The princess has started to frequent more royal events

Princess Ariane of the Netherlands may never get to enjoy a normal life, but that does not mean that being a royal is all that bad. Thanks to her elite position, Ariane has access to exclusive royal functions, meaning that she gets privileged access to some of her country's most interesting events. In 2022, Ariane was photographed attending an exhibition on Queen Juliana's reign at Amsterdam's De Nieuwe Kerk ("The New Church"). Unlike most museum-goers, Ariane was allowed to tour the museum during special hours — giving her a uniquely privileged view of the memorabilia.

As if attending these special events is not exciting enough, Ariane will soon be allowed to attend some of the most exciting parties in the world. So far, this has been true for the princess' older sister, Catharina-Amalia, Princess of Orange, who was spotted at the massive gala held for Prince Christian of Denmark's 18th birthday. At the event, Catharina-Amalia mingled with young royals from all across Europe, as well as athletes and artists from her own generation. While Ariane was not able to join her sister at the party — likely due to the royal protocol surrounding princesses who have not yet reached their 18th birthdays — this will one day change. Like all young princesses, Ariane will be expected to make her tiara debut just as she comes into adulthood. Then, finally, she'll be allowed to dance the night away.

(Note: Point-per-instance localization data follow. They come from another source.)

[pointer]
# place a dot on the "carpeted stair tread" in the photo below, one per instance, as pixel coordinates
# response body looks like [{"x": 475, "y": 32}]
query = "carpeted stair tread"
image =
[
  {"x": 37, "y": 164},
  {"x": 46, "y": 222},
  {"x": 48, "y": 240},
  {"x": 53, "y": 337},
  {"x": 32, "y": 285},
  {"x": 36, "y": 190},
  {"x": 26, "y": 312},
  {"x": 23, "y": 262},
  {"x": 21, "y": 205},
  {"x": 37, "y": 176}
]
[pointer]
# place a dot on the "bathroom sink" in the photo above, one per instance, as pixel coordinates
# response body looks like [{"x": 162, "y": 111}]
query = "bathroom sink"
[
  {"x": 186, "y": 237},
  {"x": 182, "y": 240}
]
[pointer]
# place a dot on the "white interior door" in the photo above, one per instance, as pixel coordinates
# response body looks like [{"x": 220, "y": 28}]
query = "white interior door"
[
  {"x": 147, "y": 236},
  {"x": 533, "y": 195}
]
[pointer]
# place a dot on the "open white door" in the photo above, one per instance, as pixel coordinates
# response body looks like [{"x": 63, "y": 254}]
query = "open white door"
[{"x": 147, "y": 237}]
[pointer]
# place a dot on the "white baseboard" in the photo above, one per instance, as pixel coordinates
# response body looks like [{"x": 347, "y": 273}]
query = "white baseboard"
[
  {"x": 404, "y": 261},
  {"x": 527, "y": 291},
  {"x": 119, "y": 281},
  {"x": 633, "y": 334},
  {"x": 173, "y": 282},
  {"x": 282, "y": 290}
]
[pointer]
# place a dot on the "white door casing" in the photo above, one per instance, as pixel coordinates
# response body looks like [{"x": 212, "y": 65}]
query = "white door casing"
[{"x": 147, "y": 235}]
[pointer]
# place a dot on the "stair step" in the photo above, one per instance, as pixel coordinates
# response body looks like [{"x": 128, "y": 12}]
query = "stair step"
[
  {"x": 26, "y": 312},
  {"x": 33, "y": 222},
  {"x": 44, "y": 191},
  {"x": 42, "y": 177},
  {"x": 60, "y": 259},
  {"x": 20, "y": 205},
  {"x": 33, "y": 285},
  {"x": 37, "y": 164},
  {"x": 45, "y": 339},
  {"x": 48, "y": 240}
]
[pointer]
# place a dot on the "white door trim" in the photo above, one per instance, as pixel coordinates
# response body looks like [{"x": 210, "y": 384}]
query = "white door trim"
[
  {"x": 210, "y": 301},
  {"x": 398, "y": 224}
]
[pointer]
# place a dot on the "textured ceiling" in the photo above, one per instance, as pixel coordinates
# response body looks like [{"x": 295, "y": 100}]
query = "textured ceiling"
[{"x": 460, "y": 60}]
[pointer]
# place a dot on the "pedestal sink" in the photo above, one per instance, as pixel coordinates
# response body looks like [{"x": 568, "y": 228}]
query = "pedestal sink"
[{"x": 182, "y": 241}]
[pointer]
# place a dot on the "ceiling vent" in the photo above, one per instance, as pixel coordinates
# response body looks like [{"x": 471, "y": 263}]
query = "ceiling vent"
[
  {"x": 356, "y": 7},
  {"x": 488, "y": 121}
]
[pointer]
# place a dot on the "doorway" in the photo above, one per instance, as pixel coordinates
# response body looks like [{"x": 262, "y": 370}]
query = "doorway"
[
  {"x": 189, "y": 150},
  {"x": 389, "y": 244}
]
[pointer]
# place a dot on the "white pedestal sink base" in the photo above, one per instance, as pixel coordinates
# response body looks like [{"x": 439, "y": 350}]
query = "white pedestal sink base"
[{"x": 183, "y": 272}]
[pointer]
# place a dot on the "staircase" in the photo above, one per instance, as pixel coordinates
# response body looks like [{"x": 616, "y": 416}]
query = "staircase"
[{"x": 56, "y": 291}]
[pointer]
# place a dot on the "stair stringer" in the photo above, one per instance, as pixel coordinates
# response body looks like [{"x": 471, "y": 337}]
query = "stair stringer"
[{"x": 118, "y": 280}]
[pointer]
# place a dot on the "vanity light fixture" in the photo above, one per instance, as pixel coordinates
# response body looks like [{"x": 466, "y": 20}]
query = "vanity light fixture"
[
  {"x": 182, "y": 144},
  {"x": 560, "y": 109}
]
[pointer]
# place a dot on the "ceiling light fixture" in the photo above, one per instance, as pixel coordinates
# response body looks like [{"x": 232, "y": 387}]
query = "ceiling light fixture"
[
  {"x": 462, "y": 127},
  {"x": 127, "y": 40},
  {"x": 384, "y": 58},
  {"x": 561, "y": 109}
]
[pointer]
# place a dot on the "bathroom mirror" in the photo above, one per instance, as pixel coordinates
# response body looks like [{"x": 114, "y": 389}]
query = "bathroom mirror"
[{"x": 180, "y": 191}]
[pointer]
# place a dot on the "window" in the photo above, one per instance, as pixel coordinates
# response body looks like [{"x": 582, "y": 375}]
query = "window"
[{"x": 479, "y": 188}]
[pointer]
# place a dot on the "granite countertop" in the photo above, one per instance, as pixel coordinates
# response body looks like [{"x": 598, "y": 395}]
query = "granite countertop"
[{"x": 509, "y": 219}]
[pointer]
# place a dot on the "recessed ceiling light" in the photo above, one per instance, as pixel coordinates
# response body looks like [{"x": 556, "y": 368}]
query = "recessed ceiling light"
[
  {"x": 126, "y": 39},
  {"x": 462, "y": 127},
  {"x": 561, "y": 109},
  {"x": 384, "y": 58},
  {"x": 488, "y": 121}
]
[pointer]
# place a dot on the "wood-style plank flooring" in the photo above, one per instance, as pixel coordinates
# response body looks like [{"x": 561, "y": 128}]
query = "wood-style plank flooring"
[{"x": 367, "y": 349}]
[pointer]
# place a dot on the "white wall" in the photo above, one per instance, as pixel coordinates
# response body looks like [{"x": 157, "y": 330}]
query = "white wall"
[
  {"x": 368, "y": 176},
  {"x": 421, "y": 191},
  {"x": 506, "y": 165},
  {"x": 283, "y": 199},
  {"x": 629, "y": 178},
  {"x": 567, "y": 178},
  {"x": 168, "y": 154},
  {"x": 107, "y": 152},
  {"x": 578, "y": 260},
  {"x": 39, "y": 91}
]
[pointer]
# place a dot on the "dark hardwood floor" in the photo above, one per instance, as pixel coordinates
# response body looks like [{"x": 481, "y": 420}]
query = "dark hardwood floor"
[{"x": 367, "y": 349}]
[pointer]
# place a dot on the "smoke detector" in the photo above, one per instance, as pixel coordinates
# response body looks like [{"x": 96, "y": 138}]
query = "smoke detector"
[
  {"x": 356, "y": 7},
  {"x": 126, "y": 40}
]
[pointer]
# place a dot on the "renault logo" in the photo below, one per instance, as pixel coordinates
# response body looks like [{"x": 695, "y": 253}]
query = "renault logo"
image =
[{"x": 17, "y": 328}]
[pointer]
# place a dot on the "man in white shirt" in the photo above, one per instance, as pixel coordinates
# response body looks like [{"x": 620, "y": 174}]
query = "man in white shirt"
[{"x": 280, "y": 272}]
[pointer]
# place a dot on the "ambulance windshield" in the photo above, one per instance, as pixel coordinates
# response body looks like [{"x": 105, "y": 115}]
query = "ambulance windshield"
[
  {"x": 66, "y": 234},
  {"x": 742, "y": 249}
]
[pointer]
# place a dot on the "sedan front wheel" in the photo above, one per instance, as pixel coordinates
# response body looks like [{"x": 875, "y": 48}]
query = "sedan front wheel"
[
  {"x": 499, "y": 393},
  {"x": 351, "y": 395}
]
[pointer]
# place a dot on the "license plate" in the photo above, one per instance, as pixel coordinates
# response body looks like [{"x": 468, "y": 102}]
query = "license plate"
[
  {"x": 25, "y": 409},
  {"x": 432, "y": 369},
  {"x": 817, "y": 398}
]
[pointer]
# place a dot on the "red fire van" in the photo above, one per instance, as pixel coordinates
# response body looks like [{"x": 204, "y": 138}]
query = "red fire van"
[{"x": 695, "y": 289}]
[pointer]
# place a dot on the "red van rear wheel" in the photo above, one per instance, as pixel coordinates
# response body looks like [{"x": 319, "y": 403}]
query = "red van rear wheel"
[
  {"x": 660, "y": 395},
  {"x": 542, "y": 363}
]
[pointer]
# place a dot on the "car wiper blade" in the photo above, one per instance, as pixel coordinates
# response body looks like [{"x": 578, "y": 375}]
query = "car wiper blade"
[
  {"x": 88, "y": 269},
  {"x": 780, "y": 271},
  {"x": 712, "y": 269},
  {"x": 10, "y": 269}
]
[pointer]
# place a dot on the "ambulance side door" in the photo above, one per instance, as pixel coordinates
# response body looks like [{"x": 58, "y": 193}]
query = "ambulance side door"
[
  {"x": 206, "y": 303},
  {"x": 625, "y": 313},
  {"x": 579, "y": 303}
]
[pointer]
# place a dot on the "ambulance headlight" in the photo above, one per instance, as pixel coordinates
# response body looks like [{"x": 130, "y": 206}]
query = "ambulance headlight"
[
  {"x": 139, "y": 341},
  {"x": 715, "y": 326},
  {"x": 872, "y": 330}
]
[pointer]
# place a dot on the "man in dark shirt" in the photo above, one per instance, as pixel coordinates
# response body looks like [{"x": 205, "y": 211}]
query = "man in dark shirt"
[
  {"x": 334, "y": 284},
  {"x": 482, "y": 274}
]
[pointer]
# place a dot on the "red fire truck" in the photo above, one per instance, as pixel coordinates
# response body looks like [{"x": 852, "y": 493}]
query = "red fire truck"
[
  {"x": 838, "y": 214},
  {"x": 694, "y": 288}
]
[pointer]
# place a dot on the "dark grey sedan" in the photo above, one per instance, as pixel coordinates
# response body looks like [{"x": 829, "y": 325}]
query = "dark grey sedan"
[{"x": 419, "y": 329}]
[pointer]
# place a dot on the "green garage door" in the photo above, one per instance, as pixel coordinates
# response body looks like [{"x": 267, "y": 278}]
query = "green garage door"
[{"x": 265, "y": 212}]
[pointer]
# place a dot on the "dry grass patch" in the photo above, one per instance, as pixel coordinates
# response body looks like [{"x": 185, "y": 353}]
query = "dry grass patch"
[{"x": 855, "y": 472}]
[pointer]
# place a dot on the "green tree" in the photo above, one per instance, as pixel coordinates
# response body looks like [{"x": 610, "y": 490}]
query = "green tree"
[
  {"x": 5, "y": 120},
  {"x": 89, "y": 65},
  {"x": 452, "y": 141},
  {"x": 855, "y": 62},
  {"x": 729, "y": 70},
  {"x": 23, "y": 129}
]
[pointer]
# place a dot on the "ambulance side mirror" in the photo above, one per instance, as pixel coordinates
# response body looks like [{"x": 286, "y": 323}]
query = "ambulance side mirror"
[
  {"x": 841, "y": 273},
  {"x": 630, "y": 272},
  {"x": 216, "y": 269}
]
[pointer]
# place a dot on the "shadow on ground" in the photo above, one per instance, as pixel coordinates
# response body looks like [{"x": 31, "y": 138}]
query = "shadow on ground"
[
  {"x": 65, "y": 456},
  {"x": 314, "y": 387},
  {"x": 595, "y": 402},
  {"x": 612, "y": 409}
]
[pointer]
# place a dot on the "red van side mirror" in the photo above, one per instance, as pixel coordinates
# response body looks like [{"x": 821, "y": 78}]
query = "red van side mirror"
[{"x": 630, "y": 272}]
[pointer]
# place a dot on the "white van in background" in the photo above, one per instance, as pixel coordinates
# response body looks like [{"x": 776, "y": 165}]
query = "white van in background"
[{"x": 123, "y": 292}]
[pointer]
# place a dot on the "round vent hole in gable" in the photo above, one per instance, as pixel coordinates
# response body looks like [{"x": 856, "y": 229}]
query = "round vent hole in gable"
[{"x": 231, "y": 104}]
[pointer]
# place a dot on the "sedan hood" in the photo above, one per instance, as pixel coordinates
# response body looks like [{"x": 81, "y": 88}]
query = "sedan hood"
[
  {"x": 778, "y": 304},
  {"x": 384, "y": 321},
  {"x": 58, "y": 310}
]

Queen Máxima is proud of her youngest daughter

Although Princess Ariane's future as a débutante princess is still a couple of years away, she is slowly growing into an incredible young woman. As she makes this transformation, King Willem-Alexander and Queen Máxima seem very proud of who their daughter is becoming. Máxima, in particular, has not been afraid to share her praise with the press. 

As reported in the Dutch publication, Vorsten, the queen sat down with local journalist, Matthijs van Nieuwkerk, to talk about her children's progress. During this conversation, Máxima revealed that Ariane is growing up to be extremely kind yet also surprisingly strong. The proud mother explained, "She does very well at school, is incredibly sweet, is ethereal, very feminine and at the same time very powerful." Máxima went on to applaud her daughter's natural gifts, stating, "She has incredible talents."

As for any concerns that Ariane will not get to live a normal life, the queen tried to stay positive. Máxima described freedom as "also something mental," insisting that her daughters would be able to experience freedom so long as they remained optimistic. The royal divulged that one of the biggest lessons she tried to impart to her children was, "Don't think in limitations, think in possibilities." Thanks to family connections, a great deal of money, and of course, her education, Ariane's possibilities seem endless.